A quinta Praga chegou ao seu ponto mais profundo, quando a distinção divina se tornou visível. O Egito perdeu tudo, mas Israel não perdeu nada. A praga atingiu o sistema egípcio, mas não tocou no povo de Deus.
Esta diferença não é lógica. Não é natural. Não é explicável pela força humana. É espiritual. É Aliança.
Israel não foi preservado porque era mais forte, mais organizado ou mais preparado. Foi preservado porque pertencia ao Senhor.

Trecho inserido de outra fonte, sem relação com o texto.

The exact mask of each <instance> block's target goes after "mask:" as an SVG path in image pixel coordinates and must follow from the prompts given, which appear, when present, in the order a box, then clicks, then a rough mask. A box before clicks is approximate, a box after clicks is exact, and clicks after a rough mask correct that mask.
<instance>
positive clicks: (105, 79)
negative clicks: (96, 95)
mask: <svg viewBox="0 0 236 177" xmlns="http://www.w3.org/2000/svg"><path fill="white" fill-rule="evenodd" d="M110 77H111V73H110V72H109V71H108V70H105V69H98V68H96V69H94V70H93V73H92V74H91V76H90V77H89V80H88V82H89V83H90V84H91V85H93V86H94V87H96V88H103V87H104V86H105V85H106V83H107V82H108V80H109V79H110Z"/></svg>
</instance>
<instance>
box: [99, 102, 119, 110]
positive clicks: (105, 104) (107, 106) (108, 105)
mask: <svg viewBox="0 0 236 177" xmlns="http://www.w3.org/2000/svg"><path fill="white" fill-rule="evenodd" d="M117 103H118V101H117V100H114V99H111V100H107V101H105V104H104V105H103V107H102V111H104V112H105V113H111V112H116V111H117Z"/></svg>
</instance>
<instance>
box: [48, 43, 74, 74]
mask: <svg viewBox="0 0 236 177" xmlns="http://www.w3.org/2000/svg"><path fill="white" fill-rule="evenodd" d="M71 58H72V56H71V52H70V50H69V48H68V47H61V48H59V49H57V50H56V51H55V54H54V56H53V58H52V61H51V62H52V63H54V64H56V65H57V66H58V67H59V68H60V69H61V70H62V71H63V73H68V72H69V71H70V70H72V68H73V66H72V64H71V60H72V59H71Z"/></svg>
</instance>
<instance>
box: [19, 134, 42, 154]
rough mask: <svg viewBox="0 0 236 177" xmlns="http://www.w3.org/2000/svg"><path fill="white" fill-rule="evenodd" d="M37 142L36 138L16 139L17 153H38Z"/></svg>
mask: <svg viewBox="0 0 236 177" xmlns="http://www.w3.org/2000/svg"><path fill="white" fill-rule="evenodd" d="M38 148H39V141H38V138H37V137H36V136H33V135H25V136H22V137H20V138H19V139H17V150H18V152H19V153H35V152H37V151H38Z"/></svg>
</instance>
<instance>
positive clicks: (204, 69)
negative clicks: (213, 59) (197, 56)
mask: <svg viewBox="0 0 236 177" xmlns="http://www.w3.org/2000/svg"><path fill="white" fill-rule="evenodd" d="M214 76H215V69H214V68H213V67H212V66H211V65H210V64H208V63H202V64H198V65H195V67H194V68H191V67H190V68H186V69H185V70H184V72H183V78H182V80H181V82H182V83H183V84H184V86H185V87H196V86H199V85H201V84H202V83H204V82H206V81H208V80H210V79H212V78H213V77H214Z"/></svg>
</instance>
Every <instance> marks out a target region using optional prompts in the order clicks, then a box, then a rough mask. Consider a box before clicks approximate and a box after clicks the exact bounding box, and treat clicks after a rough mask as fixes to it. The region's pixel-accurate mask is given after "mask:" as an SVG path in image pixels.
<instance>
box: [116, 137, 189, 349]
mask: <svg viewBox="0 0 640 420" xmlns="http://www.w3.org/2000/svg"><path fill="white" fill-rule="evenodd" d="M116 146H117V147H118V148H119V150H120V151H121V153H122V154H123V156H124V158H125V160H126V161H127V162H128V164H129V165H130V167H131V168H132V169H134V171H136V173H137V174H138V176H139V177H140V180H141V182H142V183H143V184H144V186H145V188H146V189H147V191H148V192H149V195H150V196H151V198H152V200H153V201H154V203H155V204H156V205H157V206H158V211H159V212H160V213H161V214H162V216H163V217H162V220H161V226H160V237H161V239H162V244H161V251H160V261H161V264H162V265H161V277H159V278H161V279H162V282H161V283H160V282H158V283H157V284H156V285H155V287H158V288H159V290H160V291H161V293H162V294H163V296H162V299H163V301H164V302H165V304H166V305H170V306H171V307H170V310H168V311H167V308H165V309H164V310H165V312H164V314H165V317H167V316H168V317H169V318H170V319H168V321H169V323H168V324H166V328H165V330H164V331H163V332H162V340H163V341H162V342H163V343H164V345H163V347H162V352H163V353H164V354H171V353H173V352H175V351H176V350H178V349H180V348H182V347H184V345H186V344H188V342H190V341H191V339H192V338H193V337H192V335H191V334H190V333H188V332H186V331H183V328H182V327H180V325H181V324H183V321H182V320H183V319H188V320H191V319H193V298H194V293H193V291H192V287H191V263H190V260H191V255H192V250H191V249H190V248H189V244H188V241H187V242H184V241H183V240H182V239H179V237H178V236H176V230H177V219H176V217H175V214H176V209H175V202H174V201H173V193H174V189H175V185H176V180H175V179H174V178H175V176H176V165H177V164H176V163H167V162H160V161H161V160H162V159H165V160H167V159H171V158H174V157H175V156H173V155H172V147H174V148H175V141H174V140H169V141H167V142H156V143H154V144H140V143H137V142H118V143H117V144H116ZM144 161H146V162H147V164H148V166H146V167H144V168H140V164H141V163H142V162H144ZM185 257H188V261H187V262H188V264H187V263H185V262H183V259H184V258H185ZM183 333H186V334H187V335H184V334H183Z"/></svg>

A praga revela três verdades que precisamos guardar no coração.
Primeira. A proteção não vem da nossa capacidade, vem da presença de Deus. O que é de Deus permanece, mesmo quando tudo à sua volta, cai.
Segunda. A distinção não vem do ambiente, vem de uma Aliança. O Egito e Israel estavam na mesma terra, mas não no mesmo Pacto.
Terceira. A preservação não vem da estabilidade, vem da fidelidade de Deus. Ele guarda o que é Seu, mesmo quando o mundo entra em colapso.
A Praga do gado expõe uma realidade espiritual que muitas vezes esquecemos. O que nos distingue não é o que fazemos, é QUEM nos tem marcado!

O Egito perdeu o gado, porque o gado era apenas recurso. Israel manteve o gado porque o gado estava debaixo da Promessa.
Assim acontece também connosco. Há áreas da nossa vida que só permanecem, porque Deus as sustenta.
Há portas que só continuam abertas, porque Ele as guarda.
Há relacionamentos que só sobrevivem, porque Ele os protege.
Há provisões que só existem, porque Ele as mantém vivas.

A praga ensina-nos que a verdadeira segurança não está no que temos, mas na Aliança que carregamos.

A libertação começa quando reconhecemos que só o que é Dele, permanece!